Even those of us who don’t need to lose any weight can work harder on healthy eating, drinking more water, and getting to bed earlier.
The Basic Tasks:
* Exercise 30 minutes (worth 5 points)
* Drink water (1 point per 8 ounces)
* Eat fruit/vegetables (1 point per serving or 5 points for 3 servings)
* Use portion control during meals (1 point per meal or 5 points for a whole day of good portion control each meal and healthy snacks)
* For adults, be in bed with lights off at 10pm (5 points). Kids in bed by 8pm (5 points)
* 1 whole day with no sugar or junk food (5 points)

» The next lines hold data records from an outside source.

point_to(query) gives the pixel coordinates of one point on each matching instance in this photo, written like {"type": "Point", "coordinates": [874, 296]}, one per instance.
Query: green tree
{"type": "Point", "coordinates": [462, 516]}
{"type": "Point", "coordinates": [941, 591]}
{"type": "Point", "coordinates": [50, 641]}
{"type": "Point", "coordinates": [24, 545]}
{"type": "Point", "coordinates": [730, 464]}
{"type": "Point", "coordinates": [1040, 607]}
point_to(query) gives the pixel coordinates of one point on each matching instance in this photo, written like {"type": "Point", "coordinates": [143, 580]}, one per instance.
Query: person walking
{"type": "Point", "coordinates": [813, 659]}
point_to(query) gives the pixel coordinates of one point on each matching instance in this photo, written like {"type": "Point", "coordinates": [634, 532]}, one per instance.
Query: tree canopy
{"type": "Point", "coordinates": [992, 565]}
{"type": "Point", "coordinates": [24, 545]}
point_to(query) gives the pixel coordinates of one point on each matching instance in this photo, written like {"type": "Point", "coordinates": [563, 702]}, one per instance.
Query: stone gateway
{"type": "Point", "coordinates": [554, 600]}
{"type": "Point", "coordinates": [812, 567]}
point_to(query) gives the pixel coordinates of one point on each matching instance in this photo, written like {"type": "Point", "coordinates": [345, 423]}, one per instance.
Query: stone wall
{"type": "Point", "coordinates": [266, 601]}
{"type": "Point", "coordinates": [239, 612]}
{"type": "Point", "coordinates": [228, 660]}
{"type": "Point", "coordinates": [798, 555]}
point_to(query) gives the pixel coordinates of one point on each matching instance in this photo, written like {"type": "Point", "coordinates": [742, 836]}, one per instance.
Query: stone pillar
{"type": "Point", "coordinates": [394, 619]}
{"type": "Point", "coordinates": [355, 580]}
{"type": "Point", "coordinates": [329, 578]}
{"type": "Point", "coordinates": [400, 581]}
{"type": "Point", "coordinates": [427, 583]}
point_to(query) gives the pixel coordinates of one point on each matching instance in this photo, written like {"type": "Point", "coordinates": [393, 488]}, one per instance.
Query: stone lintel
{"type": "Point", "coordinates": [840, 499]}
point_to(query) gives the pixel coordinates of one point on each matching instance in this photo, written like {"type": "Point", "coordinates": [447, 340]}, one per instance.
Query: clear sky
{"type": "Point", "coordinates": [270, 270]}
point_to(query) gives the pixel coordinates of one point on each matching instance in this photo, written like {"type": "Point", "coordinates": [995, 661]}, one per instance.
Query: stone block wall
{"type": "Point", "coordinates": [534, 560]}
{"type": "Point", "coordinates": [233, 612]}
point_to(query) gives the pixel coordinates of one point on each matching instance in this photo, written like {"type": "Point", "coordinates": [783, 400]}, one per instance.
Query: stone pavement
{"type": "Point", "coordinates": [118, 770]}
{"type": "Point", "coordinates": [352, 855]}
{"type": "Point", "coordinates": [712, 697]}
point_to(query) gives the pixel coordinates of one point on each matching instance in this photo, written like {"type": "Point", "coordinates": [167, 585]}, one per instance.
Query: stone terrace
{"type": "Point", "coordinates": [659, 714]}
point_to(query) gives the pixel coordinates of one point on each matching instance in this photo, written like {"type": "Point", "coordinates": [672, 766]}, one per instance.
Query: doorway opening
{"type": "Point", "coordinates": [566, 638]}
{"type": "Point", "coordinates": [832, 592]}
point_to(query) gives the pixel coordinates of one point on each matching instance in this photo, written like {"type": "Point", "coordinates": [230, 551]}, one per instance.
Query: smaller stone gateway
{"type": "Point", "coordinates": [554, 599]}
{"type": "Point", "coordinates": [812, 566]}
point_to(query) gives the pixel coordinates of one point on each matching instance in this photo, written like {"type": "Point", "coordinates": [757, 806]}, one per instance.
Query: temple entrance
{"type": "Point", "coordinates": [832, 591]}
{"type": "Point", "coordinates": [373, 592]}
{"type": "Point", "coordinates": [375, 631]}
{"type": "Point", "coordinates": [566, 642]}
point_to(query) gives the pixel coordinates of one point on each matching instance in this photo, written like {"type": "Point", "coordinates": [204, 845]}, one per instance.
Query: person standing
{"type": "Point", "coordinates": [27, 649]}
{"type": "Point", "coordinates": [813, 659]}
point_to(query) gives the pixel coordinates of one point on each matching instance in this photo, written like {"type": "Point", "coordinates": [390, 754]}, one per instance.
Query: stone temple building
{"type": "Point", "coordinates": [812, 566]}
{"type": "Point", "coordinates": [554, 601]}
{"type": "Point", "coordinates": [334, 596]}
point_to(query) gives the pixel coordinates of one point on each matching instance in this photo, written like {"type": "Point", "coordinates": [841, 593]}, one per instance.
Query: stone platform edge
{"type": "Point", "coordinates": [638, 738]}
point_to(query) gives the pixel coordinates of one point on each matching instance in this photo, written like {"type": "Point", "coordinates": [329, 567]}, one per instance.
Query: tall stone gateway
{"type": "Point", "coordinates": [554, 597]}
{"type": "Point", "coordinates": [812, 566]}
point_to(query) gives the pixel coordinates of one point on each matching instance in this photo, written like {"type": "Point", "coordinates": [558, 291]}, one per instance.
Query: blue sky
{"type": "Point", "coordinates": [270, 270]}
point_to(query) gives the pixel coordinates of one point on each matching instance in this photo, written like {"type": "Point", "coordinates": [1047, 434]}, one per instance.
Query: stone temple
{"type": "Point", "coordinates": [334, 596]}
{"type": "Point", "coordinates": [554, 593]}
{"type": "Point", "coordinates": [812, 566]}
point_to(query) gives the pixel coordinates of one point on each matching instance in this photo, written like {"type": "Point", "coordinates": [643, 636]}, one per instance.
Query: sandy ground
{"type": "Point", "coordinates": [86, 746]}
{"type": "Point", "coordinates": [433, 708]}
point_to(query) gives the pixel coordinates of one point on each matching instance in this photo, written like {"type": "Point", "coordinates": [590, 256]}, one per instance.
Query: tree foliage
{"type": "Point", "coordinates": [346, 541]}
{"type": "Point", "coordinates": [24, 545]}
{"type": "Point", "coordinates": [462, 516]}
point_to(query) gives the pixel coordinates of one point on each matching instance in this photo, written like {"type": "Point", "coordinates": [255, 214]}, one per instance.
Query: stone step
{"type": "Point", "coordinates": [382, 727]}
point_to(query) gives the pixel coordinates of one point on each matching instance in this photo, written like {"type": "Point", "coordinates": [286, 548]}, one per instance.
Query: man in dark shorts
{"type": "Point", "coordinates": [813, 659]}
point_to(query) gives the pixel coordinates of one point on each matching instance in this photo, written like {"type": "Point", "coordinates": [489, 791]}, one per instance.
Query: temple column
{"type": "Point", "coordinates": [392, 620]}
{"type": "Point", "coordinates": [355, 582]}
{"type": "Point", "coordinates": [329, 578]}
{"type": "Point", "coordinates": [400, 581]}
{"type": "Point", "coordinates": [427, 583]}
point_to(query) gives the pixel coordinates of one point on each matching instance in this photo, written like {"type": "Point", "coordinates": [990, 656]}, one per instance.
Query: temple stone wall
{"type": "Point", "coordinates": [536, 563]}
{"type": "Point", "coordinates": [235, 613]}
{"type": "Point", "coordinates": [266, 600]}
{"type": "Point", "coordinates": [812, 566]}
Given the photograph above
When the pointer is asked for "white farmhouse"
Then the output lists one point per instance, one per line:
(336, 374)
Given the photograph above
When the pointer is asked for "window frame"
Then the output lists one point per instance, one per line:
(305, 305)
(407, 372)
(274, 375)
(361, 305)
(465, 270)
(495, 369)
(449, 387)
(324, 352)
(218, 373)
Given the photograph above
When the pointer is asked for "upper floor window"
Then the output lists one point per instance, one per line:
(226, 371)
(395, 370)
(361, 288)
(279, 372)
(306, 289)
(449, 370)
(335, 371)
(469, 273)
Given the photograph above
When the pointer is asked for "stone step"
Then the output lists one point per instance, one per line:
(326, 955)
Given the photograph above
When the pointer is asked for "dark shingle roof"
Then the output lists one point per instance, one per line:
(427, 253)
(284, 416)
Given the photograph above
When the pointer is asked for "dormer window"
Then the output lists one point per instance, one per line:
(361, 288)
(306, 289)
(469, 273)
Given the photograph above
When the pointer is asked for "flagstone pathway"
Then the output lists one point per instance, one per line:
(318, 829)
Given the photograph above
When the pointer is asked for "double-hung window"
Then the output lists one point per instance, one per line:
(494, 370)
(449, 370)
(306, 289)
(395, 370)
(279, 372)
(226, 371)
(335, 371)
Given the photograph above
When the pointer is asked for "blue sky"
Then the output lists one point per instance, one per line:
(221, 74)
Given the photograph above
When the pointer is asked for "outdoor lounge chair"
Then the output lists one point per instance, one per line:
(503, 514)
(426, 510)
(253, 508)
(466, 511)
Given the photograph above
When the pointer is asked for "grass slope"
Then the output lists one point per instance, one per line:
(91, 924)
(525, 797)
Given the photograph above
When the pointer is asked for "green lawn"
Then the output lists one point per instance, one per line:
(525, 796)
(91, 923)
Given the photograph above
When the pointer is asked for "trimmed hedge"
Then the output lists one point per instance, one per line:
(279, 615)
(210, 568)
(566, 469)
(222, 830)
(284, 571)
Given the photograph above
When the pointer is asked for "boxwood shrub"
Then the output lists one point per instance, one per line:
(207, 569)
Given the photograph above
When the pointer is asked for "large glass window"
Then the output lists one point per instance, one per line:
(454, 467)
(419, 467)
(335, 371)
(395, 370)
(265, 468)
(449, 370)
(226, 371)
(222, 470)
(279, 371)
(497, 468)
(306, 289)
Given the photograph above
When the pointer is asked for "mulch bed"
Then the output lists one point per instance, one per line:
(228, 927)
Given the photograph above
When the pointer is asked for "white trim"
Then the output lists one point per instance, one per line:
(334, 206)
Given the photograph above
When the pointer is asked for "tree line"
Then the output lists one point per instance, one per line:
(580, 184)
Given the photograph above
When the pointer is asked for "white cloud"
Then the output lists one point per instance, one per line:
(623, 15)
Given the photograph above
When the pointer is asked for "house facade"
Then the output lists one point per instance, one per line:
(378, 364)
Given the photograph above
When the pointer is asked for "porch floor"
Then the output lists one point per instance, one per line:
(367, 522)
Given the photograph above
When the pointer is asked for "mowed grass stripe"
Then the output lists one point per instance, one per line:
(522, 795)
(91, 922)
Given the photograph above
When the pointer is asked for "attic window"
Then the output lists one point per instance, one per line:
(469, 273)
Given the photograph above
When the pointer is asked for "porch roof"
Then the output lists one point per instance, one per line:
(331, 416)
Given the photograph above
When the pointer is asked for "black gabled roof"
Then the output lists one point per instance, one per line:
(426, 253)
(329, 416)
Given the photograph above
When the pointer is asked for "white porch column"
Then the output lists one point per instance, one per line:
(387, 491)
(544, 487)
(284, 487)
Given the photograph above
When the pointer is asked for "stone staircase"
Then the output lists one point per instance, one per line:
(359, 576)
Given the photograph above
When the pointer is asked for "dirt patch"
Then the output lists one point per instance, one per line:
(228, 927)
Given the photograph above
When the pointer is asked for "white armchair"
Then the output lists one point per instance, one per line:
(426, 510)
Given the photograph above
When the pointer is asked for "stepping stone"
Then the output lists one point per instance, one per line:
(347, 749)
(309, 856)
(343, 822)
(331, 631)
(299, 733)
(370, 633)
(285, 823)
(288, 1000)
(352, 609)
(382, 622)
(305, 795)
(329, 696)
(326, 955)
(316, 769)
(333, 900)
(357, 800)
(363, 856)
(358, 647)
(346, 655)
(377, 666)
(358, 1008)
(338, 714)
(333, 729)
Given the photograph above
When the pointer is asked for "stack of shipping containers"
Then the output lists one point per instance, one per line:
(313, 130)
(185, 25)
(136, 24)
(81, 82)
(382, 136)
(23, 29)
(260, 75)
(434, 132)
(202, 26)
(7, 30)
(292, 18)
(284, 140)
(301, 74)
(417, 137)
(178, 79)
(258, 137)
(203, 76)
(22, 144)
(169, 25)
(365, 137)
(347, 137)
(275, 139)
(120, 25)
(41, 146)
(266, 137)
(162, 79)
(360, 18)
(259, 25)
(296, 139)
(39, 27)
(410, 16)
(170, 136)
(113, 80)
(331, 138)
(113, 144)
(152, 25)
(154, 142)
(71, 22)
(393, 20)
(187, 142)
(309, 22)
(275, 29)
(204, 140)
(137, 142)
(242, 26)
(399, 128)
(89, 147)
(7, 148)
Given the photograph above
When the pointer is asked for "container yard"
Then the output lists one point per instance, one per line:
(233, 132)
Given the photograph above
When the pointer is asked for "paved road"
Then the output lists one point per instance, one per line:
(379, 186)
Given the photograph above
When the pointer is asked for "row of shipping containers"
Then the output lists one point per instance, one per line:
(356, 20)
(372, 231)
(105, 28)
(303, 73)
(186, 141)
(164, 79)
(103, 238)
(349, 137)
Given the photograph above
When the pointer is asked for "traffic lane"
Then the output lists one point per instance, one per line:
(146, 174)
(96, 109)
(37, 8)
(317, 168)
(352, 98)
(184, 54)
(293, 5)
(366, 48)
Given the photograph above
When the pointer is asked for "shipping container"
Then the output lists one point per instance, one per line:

Since money is tight for everyone, we decided that the losing team will give the winning team services: knitted items, photo shoots, baked goods, housecleaning, babysitting, and so on.
We haven’t decided yet what exactly will happen at the September checkpoint…we’re still figuring this out as we go.
Of course we don’t know yet what the results will be, but we hope they will be great: increased family unity and love; better health and fitness. I’ll report on our ongoing progress. One thing’s for sure—we are already seeing a lot of motivation to “beat the other team” and work hard to get healthy (it’s a lot easier to make a salad, have some fruit as a snack, or make yourself exercise even if you really don’t want to when you know your whole team is counting on you). And it’s already a lot of fun!